Vorausschauende Vogelmütter: Mehr Jungs in schlechten Zeiten

Je nach Ernährungslage beeinflussen australische Prachtfinken das Geschlecht des Nachwuchses
Dreifarben-Papageienamadinen-Weibchen bringen bei schlechter Ernährungslage mehr Männchen hervor.
Dreifarben-Papageienamadinen-Weibchen bringen bei schlechter Ernährungslage mehr Männchen hervor.
© Sarah Pryke
Sydney (Australien) - Vogelmütter können das Geschlechterverhältnis ihres Nachwuchses beeinflussen. Sie passen es den zu erwartenden Bedingungen für die Aufzucht ihrer Jungen an: Bei schlechteren Aussichten bekommen sie mehr männliche Küken als weibliche.
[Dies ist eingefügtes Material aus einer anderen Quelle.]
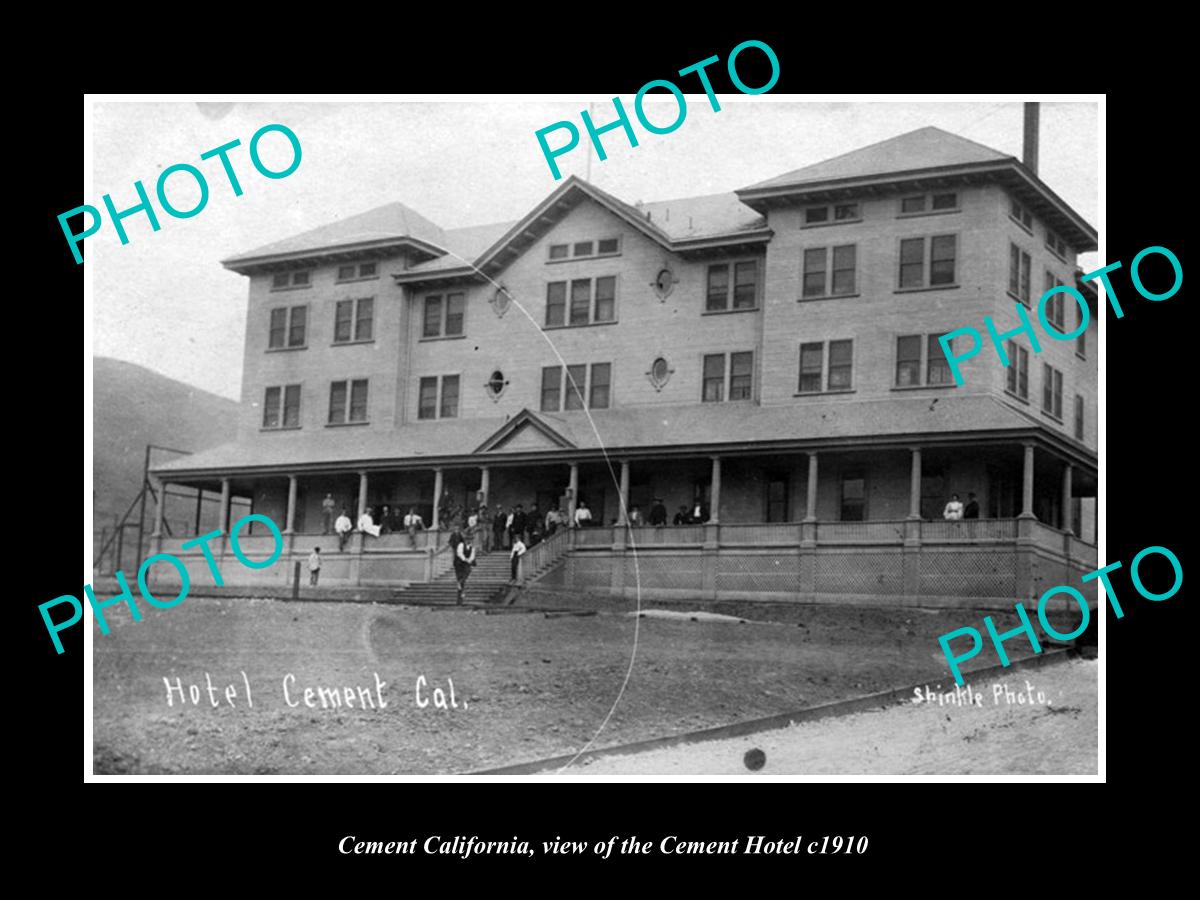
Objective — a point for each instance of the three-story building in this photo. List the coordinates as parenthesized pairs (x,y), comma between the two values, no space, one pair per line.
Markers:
(766,358)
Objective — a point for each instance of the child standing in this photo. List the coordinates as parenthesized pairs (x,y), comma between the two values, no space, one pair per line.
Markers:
(313,567)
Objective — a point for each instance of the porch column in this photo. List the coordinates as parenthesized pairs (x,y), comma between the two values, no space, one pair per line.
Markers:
(292,505)
(437,496)
(915,485)
(1066,498)
(622,508)
(223,515)
(161,502)
(810,498)
(1027,485)
(714,499)
(363,496)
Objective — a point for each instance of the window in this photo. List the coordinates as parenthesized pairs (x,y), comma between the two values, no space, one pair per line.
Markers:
(348,401)
(841,213)
(821,280)
(743,277)
(283,281)
(937,369)
(1055,306)
(941,202)
(353,321)
(603,247)
(1023,216)
(909,361)
(565,389)
(811,367)
(353,273)
(581,301)
(1056,245)
(432,403)
(853,497)
(942,255)
(941,259)
(1051,390)
(835,376)
(288,328)
(281,407)
(1019,274)
(777,498)
(575,387)
(1081,341)
(449,397)
(444,316)
(601,381)
(551,389)
(582,310)
(727,376)
(1018,371)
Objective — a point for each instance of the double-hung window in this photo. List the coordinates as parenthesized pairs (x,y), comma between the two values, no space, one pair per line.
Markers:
(829,271)
(288,330)
(353,321)
(732,286)
(438,397)
(826,366)
(928,262)
(348,401)
(281,407)
(444,315)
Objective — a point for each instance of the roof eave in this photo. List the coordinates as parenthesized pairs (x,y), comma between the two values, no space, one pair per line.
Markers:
(247,264)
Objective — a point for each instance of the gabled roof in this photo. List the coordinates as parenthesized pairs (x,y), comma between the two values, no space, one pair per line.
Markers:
(525,421)
(929,148)
(382,226)
(927,159)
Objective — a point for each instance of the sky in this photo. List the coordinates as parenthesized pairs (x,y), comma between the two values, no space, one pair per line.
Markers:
(165,301)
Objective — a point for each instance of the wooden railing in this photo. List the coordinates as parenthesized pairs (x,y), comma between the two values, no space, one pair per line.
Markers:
(545,552)
(881,532)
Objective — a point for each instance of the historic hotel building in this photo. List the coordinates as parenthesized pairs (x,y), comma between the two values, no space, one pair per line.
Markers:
(771,354)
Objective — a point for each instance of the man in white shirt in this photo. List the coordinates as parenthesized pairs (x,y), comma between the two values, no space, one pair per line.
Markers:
(366,525)
(413,523)
(313,567)
(517,551)
(463,559)
(343,527)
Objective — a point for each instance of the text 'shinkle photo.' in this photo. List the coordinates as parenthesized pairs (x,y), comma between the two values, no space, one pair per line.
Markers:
(695,431)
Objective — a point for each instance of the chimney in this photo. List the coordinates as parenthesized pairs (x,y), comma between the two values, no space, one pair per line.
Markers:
(1031,137)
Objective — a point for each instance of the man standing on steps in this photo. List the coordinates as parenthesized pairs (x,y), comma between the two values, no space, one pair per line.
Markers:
(463,561)
(517,551)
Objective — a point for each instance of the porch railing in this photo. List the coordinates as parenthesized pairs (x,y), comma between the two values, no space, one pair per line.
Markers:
(882,532)
(546,552)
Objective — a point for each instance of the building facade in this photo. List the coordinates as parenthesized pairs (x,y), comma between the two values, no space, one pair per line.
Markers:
(769,355)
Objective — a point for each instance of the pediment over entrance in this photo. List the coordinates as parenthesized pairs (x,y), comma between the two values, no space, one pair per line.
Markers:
(523,432)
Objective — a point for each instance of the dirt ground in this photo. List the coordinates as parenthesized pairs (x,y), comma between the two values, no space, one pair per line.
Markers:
(1057,737)
(526,685)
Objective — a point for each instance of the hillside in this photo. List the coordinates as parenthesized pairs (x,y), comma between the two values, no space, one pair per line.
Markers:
(135,407)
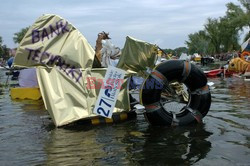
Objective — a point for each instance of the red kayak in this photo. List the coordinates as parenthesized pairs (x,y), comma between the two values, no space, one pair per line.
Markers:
(218,73)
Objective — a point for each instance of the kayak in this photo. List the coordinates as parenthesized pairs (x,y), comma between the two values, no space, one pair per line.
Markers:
(218,73)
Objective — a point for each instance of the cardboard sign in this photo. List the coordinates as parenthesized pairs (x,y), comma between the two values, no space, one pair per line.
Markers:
(108,94)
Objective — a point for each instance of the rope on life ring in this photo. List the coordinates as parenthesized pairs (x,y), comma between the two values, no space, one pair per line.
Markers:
(163,75)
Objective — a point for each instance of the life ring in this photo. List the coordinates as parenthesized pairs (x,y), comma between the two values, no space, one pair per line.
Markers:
(184,72)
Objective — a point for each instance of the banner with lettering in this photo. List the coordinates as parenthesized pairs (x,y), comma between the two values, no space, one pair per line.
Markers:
(67,82)
(52,40)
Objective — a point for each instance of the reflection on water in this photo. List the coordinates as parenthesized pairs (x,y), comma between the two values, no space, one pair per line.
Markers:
(28,137)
Diese haben unter schwierigen Bedingungen bessere Überlebenschancen als ihre Schwestern. Es ist bekannt, dass viele Tiere Einfluss auf das Verhältnis des Geschlechts des Nachwuchses nehmen können. Bisherige Studien ließen allerdings offen, ob der beobachtete Zusammenhang tatsächlich eine Reaktion auf die Qualität der aktuellen Umweltbedingungen ist oder auf den körperlichen Zustand der Elterntiere zurückzuführen ist. Nun konnten australische Biologen bei einer australischen Prachtfinken-Art beobachten, dass das leibliche Befinden der Mutter dabei keine Rolle zu spielen scheint. Bereits die vorhandenen Ernährungsumstände üben einen Einfluss auf die Produktion der Eizellen aus, berichten sie im Fachblatt „Proceedings of the Royal Society B: Biological Sciences”.
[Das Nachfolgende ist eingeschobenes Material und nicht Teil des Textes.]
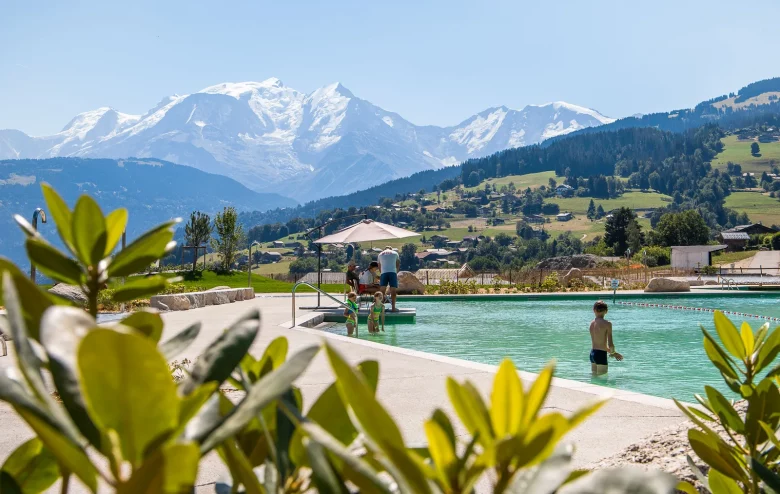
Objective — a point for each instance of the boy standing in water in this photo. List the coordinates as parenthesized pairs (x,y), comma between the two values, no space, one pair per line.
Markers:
(601,340)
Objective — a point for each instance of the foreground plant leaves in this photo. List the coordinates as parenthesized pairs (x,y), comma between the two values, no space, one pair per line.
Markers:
(128,389)
(31,468)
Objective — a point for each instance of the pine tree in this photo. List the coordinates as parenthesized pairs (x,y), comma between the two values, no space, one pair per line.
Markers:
(196,233)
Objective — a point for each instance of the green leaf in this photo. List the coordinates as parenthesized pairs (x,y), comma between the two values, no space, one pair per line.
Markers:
(442,452)
(70,456)
(33,301)
(375,422)
(240,466)
(53,263)
(62,329)
(506,400)
(764,407)
(470,411)
(128,388)
(729,335)
(716,356)
(224,354)
(769,350)
(147,323)
(170,469)
(143,251)
(33,467)
(116,222)
(330,412)
(263,392)
(770,478)
(139,287)
(715,453)
(625,479)
(323,474)
(721,406)
(180,342)
(29,363)
(60,213)
(88,228)
(537,394)
(720,484)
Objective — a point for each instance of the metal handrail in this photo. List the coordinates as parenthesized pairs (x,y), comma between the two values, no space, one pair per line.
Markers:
(295,287)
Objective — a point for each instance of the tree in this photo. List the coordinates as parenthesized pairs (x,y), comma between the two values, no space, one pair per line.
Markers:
(686,228)
(616,230)
(196,233)
(409,261)
(591,210)
(230,235)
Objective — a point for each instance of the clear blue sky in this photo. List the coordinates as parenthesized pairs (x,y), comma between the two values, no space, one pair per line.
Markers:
(433,62)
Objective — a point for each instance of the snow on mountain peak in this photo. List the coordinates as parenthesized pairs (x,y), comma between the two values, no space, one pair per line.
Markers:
(557,105)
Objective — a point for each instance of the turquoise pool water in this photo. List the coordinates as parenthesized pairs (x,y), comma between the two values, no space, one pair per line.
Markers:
(662,347)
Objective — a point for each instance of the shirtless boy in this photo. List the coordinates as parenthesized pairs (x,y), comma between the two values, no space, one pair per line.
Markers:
(601,340)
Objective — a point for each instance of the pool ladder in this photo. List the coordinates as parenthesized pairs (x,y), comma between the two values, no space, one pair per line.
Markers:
(295,287)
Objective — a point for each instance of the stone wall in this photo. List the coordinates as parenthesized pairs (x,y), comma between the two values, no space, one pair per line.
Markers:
(185,301)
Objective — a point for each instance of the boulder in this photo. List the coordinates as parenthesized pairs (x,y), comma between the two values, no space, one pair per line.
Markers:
(70,292)
(409,284)
(564,263)
(668,285)
(573,274)
(465,271)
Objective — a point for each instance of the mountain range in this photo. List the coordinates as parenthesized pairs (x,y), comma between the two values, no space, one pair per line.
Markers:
(152,190)
(273,138)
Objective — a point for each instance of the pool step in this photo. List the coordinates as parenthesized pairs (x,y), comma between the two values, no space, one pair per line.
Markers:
(407,315)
„Unsere Ergebnisse legen nahe, dass Mütter das Geschlechterverhältnis ihres Nachwuchses anpassen, um ihren Nachwuchs der erwarteten Qualität der Aufzucht-Umgebung anzugleichen“, schreiben Sarah Pryke von der Macquarie University in Sydney und ihr Kollege Lee A. Rollins. Die Biologen hatten insgesamt 56 weibliche Dreifarben-Papageienamadinen (Erythrura trichroa) unter zwei unterschiedlichen Bedingungen brüten lassen. Junge, ausgewachsene Vogelweibchen erhielten entweder eine reichhaltige oder eine karge Kost, bevor sie sich erstmals mit einem Männchen paaren und Nachwuchs bekommen durften. Vor der darauf folgenden, zweiten Paarung wurden sie dann jeweils mit der anderen Verköstigung versorgt. Die Forscher untersuchten unter anderem jeweils das körperliche Befinden der Elterntiere, das Geschlechterverhältnis der Küken und deren Überlebenschancen.
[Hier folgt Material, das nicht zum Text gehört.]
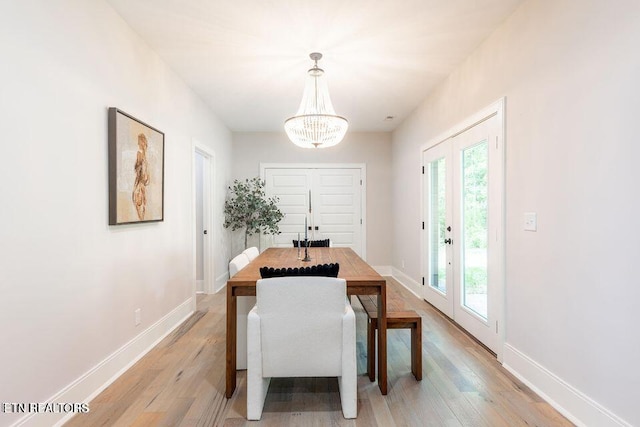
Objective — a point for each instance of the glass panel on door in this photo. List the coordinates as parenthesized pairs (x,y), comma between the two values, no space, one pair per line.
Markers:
(475,189)
(437,224)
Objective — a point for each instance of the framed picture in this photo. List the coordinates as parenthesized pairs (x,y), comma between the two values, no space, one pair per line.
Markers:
(136,170)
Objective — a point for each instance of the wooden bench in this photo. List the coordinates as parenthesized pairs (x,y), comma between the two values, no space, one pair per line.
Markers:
(395,320)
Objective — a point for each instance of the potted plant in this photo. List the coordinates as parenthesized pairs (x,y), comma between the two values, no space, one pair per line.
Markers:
(248,207)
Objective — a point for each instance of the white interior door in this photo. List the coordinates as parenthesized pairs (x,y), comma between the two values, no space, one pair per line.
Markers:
(330,199)
(292,187)
(336,207)
(463,184)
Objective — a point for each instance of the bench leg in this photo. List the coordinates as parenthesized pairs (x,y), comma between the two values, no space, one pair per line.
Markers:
(416,350)
(371,349)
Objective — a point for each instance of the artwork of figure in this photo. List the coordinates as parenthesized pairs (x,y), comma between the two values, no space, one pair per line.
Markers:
(139,195)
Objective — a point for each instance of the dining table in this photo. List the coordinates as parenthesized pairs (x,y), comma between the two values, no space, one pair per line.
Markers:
(360,277)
Sie stellten fest: Die Kondition der Weibchen litt keineswegs unter schlechter Ernährung. Weder das Körpergewicht noch bestimmte Blutwerte oder Immunfunktionen betreffend, fand sich ein Unterschied zwischen den beiden Gruppen. Doch während bei reichhaltiger Kost das Verhältnis von Söhnen und Töchtern ausgeglichen war, brachten die Weibchen bei minderwertiger Kost deutlich mehr männliche Küken hervor. Bei Säugetieren wie dem Menschen besitzt das Erbgut der Männchen – mit X- und Y-Chromosom – die beiden unterschiedlichen geschlechtsbestimmenden Erbinformationen und steuert damit das Geschlecht des Nachwuchses. Bei Vögeln dagegen ist es umgekehrt: Männchen besitzen zwei Z-Chromosomen und die Weibchen sind das sogenannte hemizygote Geschlecht, die Träger der unterschiedlichen Geschlechts-Chromosomen – W und Z. Daher sind Vogelweibchen prinzipiell in der Lage, das Geschlecht ihres Nachwuchses zu beeinflussen, indem sie mehr Z-Eizellen produzieren, aus denen männliche Kücken hervorgehen. Und genau das tun sie bei schlechten Aussichten für die Aufzucht. Sie bringen mehr männliche Küken hervor, die dann bessere Überlebensaussichten haben.